I've used SEOC once (recently) and was impressed with every facet of the way they do business. Fast, efficient and with reasonable delivery charges. 

What impressed me the most is that they test each EO when they receive it and they put "use by or best before" dates on everything. I only ordered 3 EO blends from them in my last order but they are nice. They have a minimum order of $200 but that's not to hard to achieve.  :wink: 

Sadly, since I placed my last order their prices have increased again.


----------



## carebear (Sep 25, 2011)

NDA is New Directions Aromatics. I'm in the US and love 'em. Hopefully you can get ,ore input from your neck of the woods.


----------



## Bubbles Galore (Sep 25, 2011)

I have used New Directions only once but not for EOs.  I have mainly used EOs from Escentials and Heirloom.


----------



## soapopera (Sep 25, 2011)

Thanks ladies for the input.

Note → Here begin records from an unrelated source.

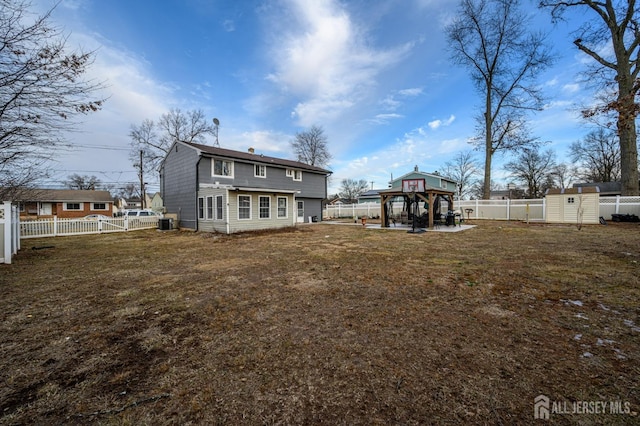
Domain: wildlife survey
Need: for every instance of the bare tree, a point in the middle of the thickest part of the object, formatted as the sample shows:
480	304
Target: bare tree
311	147
533	169
155	139
42	88
598	156
350	189
76	181
464	170
614	71
563	175
491	38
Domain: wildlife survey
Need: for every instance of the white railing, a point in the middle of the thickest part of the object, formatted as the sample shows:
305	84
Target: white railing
57	227
9	231
491	209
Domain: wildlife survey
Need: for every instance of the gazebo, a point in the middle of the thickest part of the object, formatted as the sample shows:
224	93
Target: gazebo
415	189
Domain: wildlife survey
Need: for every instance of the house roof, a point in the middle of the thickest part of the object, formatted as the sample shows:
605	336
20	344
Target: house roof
68	195
579	190
255	158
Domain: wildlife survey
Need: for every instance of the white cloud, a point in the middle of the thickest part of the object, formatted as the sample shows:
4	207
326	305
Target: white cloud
435	124
322	58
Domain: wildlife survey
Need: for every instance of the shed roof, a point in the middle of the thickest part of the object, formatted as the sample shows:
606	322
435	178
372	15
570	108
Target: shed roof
579	190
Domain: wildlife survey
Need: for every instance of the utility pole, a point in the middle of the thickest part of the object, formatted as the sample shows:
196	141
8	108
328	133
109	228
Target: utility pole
142	195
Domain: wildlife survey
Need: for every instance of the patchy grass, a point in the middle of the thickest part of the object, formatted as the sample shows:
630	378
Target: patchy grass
329	324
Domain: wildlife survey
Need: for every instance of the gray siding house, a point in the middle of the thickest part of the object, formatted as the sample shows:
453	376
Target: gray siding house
221	190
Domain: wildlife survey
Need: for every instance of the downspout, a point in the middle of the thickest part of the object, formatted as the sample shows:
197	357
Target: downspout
197	189
227	216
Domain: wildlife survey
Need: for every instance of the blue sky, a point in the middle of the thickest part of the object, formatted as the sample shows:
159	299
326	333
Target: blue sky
375	75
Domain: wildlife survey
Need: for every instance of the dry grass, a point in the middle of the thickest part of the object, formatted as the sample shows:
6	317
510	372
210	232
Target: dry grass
321	324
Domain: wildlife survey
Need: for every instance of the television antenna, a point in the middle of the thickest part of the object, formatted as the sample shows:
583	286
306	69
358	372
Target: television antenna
216	123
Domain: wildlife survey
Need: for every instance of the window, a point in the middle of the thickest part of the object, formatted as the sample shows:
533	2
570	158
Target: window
210	207
219	215
260	170
282	207
73	206
244	207
265	207
222	168
200	207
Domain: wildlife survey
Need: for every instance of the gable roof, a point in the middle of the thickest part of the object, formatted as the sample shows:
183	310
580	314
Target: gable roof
254	158
67	195
421	173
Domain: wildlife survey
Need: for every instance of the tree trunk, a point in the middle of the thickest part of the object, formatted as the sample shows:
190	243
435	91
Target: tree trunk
626	110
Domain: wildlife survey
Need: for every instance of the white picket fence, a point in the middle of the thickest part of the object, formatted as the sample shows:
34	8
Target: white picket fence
491	209
9	231
55	227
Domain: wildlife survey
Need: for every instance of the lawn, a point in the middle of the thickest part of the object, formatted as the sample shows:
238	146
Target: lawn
329	324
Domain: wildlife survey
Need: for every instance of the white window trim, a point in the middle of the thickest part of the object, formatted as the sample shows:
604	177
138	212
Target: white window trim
209	207
213	168
250	207
261	167
286	207
64	207
106	206
260	207
219	217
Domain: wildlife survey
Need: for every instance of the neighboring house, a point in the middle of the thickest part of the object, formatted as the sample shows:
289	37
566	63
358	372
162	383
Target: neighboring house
65	203
221	190
432	180
370	196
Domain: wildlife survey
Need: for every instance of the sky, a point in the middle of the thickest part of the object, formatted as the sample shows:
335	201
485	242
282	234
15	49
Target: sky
376	75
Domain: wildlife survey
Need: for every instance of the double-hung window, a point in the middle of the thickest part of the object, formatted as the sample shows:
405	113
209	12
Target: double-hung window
244	207
265	207
260	170
219	214
282	207
209	207
200	207
222	168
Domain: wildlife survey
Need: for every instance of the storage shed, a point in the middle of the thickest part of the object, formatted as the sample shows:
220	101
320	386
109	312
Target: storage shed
573	205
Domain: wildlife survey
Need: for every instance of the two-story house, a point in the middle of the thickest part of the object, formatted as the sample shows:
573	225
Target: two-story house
221	190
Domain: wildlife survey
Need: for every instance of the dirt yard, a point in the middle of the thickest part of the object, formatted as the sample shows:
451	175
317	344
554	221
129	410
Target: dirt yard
330	324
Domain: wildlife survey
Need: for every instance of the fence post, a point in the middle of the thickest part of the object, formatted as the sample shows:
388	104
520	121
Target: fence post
8	252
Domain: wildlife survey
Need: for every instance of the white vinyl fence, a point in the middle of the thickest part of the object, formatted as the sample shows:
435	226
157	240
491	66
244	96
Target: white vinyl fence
533	210
57	227
9	231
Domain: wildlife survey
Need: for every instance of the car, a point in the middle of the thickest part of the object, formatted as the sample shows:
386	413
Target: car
96	217
141	213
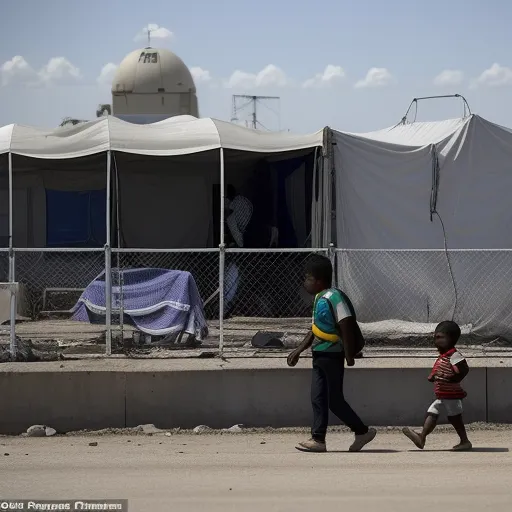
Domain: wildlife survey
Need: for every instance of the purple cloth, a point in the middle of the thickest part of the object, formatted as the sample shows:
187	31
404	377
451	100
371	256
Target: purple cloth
157	301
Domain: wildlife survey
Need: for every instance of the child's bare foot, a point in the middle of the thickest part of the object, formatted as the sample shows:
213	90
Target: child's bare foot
414	437
464	446
312	445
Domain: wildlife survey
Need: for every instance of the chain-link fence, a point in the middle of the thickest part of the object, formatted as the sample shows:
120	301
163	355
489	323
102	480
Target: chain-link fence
404	292
398	294
50	284
263	292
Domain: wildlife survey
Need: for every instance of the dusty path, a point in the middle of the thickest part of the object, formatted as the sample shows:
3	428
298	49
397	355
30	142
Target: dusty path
254	472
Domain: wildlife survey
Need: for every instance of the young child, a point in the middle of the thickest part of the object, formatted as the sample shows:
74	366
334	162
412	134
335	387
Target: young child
448	372
333	315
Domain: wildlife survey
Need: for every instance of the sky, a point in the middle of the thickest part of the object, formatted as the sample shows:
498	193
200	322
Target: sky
354	66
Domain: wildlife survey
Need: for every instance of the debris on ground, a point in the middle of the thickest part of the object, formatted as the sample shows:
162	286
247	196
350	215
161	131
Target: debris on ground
40	431
201	429
28	352
150	429
235	429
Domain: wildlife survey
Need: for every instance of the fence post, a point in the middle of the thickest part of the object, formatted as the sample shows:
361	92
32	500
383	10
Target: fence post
332	256
108	265
108	300
12	270
13	291
222	264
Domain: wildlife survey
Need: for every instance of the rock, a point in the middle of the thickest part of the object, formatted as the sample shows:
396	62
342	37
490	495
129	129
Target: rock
201	429
150	429
26	352
235	429
50	431
36	431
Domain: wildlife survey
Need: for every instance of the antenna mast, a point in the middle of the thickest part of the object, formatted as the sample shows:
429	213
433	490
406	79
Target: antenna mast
149	36
251	100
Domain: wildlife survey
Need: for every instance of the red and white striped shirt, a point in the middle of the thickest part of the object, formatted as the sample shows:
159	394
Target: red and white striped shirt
446	366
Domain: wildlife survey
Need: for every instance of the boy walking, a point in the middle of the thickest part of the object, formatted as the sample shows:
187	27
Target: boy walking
448	372
334	337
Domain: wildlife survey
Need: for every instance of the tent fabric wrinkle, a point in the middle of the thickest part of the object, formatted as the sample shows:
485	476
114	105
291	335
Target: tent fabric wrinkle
179	135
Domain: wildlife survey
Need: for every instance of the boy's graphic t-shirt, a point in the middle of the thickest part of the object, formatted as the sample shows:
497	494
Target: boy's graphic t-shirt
446	365
327	338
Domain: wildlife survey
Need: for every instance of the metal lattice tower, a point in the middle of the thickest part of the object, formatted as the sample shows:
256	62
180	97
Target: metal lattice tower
242	101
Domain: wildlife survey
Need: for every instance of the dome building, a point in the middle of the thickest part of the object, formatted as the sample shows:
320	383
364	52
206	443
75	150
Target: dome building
153	82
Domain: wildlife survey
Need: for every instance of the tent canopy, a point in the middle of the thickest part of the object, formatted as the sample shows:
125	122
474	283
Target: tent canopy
174	136
386	181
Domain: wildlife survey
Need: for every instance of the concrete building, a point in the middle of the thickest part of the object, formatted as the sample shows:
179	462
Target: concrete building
153	82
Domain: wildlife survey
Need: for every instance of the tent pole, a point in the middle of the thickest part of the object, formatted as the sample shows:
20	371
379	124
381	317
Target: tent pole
12	288
222	255
108	269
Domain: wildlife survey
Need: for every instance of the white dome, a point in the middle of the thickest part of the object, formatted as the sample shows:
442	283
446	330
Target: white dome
152	70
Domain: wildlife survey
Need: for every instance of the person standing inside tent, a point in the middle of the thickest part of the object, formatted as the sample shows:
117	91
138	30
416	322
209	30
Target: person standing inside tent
239	212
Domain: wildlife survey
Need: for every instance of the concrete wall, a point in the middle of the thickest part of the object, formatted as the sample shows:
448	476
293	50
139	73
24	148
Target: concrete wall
74	399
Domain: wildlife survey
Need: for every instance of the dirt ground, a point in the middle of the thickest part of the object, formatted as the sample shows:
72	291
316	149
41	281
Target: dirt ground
261	471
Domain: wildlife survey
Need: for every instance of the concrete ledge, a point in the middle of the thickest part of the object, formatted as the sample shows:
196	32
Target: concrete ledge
94	394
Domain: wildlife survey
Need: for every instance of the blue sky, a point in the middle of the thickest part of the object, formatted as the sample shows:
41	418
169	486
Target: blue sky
351	65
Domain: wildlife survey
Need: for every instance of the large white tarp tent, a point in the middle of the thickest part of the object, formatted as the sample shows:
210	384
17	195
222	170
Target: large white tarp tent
423	218
164	171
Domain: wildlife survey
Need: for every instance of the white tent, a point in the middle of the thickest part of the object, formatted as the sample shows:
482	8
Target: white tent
180	135
169	188
424	220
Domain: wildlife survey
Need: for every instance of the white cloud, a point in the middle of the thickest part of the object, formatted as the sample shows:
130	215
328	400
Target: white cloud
17	70
497	75
200	74
376	77
331	75
269	76
58	70
156	32
449	77
107	73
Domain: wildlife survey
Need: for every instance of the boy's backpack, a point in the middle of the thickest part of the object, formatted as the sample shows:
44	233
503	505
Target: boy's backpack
360	341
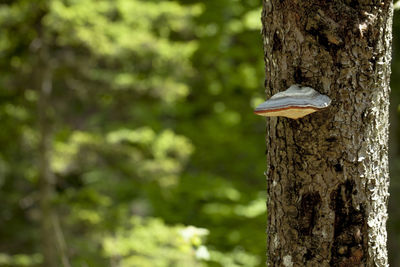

Time to switch suppliers


----------



## shadowdancer (Oct 22, 2011)

Hi Soapopera 

SEOC has a minimum order of $220, however, although they're really expensive, their oils are absolutely beautiful.  I used to use them frequently, especially their blends, but the minimum order amount has put them out of my league now. 

NDA has a great selection of oils too, and I've found them to be comparable to SEOC, in quality and price. In fact, most of their oils are cheaper for the same sort of quality. 

SEOC also has the ONLY Hydrosols I can find, and speaking from experience, their hydrosols are absolutely beautiful, and well priced.  If anyone knows where to get any other Hydrosols from other than SEOC (Not Floral Waters) in Australia, I'd be happy to hear from you


----------